Page 1 of 1
Regular Expression - How to extract html tags and info
Posted: Mon Apr 10, 2006 3:47 pm
by simonk
I have the following code stroed in a html file:
<div class="class1">
<a href="http://www.yahoo.com">Yahoo</a>
A search engine
<div class="category">search</div>
</div>
How can I use regular expression to extract the link '
www.yahoo.com', the name 'Yahoo' and the description and the category 'Search' into one array?
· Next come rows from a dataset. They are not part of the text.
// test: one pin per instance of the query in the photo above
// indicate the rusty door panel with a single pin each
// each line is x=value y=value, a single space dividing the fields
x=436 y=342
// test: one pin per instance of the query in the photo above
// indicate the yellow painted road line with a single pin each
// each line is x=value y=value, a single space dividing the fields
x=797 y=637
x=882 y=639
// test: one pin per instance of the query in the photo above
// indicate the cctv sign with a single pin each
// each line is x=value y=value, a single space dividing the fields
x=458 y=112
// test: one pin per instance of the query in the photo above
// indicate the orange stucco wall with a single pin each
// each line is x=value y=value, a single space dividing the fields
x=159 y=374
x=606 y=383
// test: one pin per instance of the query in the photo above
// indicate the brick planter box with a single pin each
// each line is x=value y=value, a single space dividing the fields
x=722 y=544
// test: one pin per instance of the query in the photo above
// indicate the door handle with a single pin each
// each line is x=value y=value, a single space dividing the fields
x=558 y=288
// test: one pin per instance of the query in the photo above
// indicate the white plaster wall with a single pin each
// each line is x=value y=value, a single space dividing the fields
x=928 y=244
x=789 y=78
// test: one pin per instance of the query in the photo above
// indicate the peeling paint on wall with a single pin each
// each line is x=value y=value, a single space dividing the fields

I know I should use the preg_match and {} but I just cant get this work..
Please help,
Many many thanks.
CF K
Re: Regular Expression - How to extract html tags and info
Posted: Mon Apr 10, 2006 4:01 pm
by anthony88guy
simonk wrote:I have the following code stroed in a html file:
<div class="class1">
<a href="http://www.yahoo.com">Yahoo</a>
A search engine
<div class="category">search</div>
</div>
How can I use regular expression to extract the link '
www.yahoo.com', the name 'Yahoo' and the description and the category 'Search' into one array?
I know I should use the preg_match and {} but I just cant get this work..
Please help,
Many many thanks.
CF K
Code: Select all
$link = 'http://www.blahblah.com/blah.html';
$pagecontents = file_get_contents($link);
preg_match_all('#<a href="(.*)">(.*)</a>[\n\s]*A search engine[\n\s]*<div class="category">(.*)</div>#', $pagecontents, $match);
if($match)
{
echo 'Match1: ' . $match[1] . '<br>';
echo 'Match2: ' . $match[2] . '<br>';
echo 'Match3: ' . $match[3] . '<br>';
}else{
echo 'No matches...';
}
Its not tested, probably has some errors, but that’s the just of it. BTW, I believe their is a forum specifically for regex.
Posted: Mon Apr 10, 2006 4:05 pm
by simonk
Thanks

but if i change the link, name and description into variable (unknown before the regex is run), how am I going to do it? the only thing i know is the <div class="xxx"></div>
I need to make an autmatic update page that captures informatoin within this div tag.
Thank you so much.